In those days I was the one making pimiento cheese spread. My father reserved the ends of the American cheese he sliced, and I’d grind them along with some just-outdated packaged cheese (probably Kraft), canned pimientos, and mayonnaise. This was the 1960s, when nothing went to waste, and our customers didn’t seem to mind.
I’ve since realized that Dad’s pride in his work—using every last scrap of beef in his chili, hand slicing cold cuts, delivering meat to most of the restaurants in our town of 10,000 or so—gave me the foundation for what I do now. People think of Kansas as a culinary wasteland, but the Sunflower State was where I learned culinary devotion.
It’s true that there wasn’t much ethnic diversity. If we wanted Chinese food, we’d have to drive 40 miles for it. But Chanute did boast what I believe was the only Mexican restaurant in southeast Kansas back then, La Rosa de Oro, and one summer delivering meat, I got to know the cooks and asked them about one of my favorite dishes, chile con queso. They showed me how to make it—the secret was in whipping the ingredients together—and I was able to reproduce it at the store. It soon outsold the pimiento cheese spread.
We ended up eating at La Rosa at least once a week because my father believed that you should patronize those who patronize you. As such, we were out every night.
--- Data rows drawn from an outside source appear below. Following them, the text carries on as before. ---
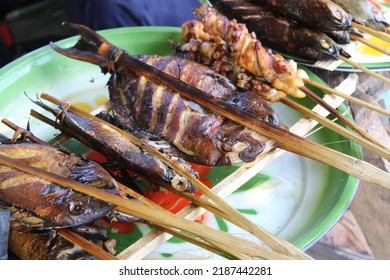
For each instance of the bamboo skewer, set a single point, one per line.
(155, 238)
(365, 70)
(148, 213)
(171, 231)
(347, 97)
(339, 129)
(289, 141)
(380, 35)
(227, 211)
(97, 251)
(370, 44)
(342, 118)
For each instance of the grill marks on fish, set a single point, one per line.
(59, 207)
(183, 123)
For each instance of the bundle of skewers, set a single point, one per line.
(208, 104)
(320, 32)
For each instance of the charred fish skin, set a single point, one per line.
(365, 13)
(44, 245)
(322, 15)
(189, 125)
(277, 32)
(117, 149)
(59, 207)
(205, 137)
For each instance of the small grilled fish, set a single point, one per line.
(202, 136)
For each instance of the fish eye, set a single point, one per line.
(76, 208)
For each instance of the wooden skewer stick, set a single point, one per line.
(97, 251)
(365, 70)
(174, 232)
(229, 212)
(347, 97)
(342, 118)
(66, 233)
(289, 141)
(85, 244)
(243, 174)
(149, 214)
(381, 35)
(337, 128)
(370, 44)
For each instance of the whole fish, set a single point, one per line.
(279, 33)
(365, 13)
(118, 149)
(56, 206)
(322, 15)
(202, 136)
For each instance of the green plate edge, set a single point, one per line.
(309, 235)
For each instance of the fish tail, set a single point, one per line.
(91, 47)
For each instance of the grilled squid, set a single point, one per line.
(244, 47)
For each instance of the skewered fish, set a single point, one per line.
(249, 53)
(57, 206)
(279, 33)
(119, 150)
(365, 13)
(204, 137)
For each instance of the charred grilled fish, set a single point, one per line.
(278, 32)
(322, 15)
(202, 136)
(57, 206)
(365, 13)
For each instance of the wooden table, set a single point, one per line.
(364, 230)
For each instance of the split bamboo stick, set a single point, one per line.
(232, 182)
(347, 97)
(156, 217)
(365, 70)
(224, 209)
(371, 44)
(380, 35)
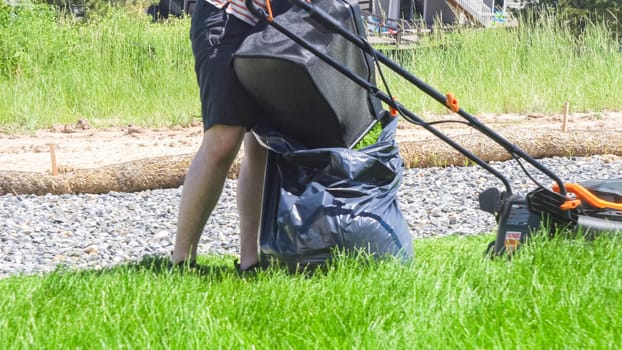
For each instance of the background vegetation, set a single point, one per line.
(118, 67)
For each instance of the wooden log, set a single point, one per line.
(169, 172)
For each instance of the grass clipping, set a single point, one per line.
(169, 172)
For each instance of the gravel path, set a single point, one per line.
(92, 231)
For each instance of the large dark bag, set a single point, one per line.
(321, 200)
(302, 96)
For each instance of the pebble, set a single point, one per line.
(37, 233)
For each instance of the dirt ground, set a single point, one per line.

Instead of salmon cornets from the French Laundry, it was more like fried chicken from the Orchid Buffet, but those meals functioned like Ph.D. training for what I do today.
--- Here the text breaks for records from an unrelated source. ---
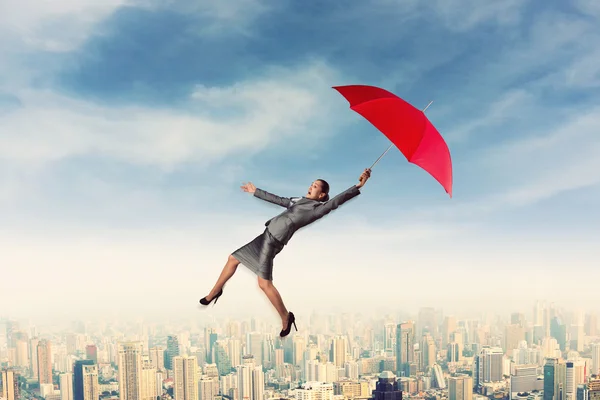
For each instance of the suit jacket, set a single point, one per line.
(300, 211)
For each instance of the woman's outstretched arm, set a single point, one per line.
(343, 197)
(266, 196)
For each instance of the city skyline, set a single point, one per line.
(126, 133)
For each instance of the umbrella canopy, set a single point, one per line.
(406, 127)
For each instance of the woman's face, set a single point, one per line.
(315, 191)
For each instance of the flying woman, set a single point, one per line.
(258, 255)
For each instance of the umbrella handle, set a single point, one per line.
(391, 145)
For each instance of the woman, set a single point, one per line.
(258, 255)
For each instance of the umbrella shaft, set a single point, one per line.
(391, 145)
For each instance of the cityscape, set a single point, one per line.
(545, 354)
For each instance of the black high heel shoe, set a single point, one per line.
(205, 302)
(287, 330)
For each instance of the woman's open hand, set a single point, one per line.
(248, 187)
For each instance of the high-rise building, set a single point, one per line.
(66, 386)
(254, 346)
(488, 366)
(460, 387)
(44, 351)
(387, 388)
(339, 350)
(172, 351)
(130, 370)
(210, 338)
(221, 357)
(157, 357)
(78, 379)
(185, 378)
(524, 378)
(315, 391)
(91, 353)
(595, 367)
(33, 357)
(389, 338)
(428, 352)
(405, 333)
(91, 388)
(149, 377)
(10, 388)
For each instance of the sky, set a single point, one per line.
(127, 128)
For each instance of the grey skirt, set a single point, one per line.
(258, 255)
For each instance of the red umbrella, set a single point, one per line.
(405, 126)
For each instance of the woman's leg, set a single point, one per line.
(228, 271)
(275, 298)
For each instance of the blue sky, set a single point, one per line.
(126, 129)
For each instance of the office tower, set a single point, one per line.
(149, 385)
(338, 351)
(210, 338)
(558, 330)
(221, 357)
(428, 351)
(172, 351)
(66, 386)
(448, 327)
(78, 378)
(91, 353)
(298, 347)
(91, 388)
(387, 388)
(209, 388)
(33, 343)
(555, 379)
(44, 351)
(315, 391)
(595, 367)
(488, 366)
(254, 346)
(185, 378)
(389, 337)
(235, 352)
(405, 333)
(513, 335)
(453, 352)
(157, 357)
(130, 370)
(427, 322)
(460, 387)
(10, 388)
(525, 379)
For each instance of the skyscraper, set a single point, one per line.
(460, 387)
(91, 353)
(172, 351)
(130, 370)
(10, 388)
(386, 387)
(91, 388)
(185, 378)
(488, 366)
(78, 379)
(44, 351)
(66, 386)
(405, 333)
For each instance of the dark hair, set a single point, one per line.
(324, 188)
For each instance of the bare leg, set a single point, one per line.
(275, 298)
(228, 271)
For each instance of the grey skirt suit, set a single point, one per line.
(258, 254)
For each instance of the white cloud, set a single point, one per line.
(271, 109)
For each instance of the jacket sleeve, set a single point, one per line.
(329, 206)
(271, 198)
It was a shock when my father retired in 1978. He was only 62 and used to working ten hours a day, six days a week. He wasn’t burned out—he was disgusted. The last regional slaughterhouse decided to ship only boxed beef rather than the sides he aged in the cooler.
That was the 1970s, when “progress” crushed the small guy and celebrated the corporations. Bigger was always better. He weathered the 1973 retail price freeze imposed by President Nixon, where he lost money on just about everything he sold, but he couldn’t abide selling meat that didn’t make him proud. So he stopped altogether and offered me the business.
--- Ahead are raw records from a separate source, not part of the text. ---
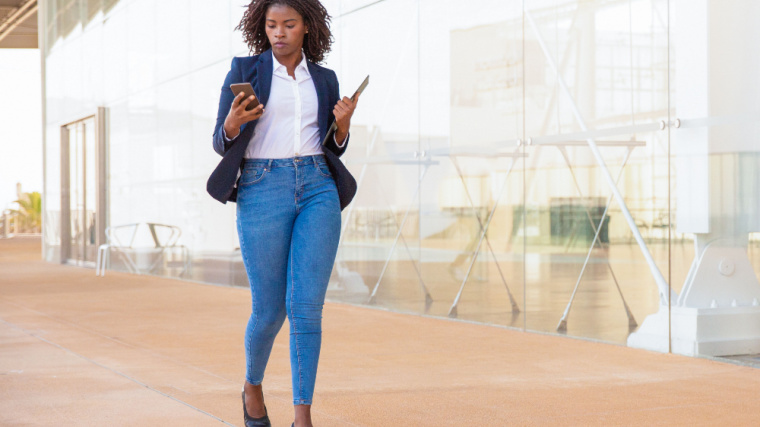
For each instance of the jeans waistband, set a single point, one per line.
(289, 162)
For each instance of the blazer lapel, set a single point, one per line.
(321, 85)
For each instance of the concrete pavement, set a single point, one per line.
(80, 350)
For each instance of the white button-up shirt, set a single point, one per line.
(288, 127)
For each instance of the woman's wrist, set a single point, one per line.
(231, 129)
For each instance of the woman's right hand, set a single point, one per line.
(237, 116)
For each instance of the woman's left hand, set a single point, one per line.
(343, 111)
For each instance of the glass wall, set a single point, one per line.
(586, 168)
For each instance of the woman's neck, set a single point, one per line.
(290, 61)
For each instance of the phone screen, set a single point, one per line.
(247, 89)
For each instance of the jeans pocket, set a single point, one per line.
(252, 175)
(324, 170)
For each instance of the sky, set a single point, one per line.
(20, 123)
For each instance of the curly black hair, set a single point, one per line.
(316, 42)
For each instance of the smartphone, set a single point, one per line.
(361, 89)
(247, 89)
(334, 126)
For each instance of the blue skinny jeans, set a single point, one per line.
(288, 221)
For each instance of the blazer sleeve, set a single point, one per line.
(334, 98)
(225, 103)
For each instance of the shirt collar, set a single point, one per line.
(301, 65)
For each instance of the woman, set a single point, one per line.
(288, 212)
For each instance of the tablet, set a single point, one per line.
(358, 92)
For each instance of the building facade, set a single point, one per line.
(588, 168)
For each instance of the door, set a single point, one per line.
(83, 190)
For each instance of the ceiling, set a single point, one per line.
(18, 24)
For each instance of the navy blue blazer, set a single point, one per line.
(222, 184)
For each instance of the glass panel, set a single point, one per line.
(470, 121)
(595, 89)
(90, 177)
(77, 190)
(716, 158)
(379, 252)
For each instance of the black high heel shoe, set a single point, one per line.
(255, 422)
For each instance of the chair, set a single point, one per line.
(164, 238)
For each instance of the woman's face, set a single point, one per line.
(285, 30)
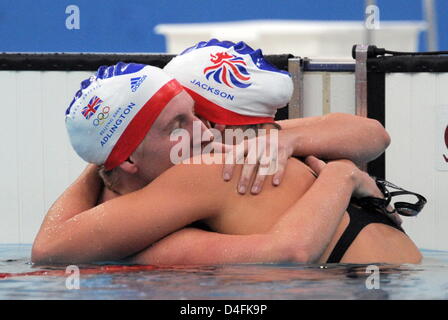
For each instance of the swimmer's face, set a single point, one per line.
(153, 155)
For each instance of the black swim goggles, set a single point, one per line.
(401, 207)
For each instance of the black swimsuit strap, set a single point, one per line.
(359, 218)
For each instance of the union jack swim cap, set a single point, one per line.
(231, 83)
(115, 108)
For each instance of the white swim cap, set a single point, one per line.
(231, 83)
(114, 110)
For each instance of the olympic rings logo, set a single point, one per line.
(102, 116)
At the time I was a feature writer at the Kansas City Star, and I declined. “You’re smart,” he said. “Never get into the food business. You work long hours and the profits are minuscule.”
My father spent the next 25 years of his retirement refinishing furniture, visiting his four children, and doing most of the cooking. Every time I went home he would grill chicken and steaks, and at Christmas he always made fudge, date nut rolls, and other candies. Watching him measure out the flour and pound down the dried fruit, I saw the same man who had meticulously taken care of his meat market. The work ethic was still there.
My mind lingered on these images of him, busy in his store, busy at home, as I finished off that first course in the restaurant in Berkeley. It’s been decades since I picked up my last meat cleaver, but given my roots, I continue to appreciate a humble crock of pimiento cheese spread, whether made from artisanal local cheese or from those castaways at my father’s store.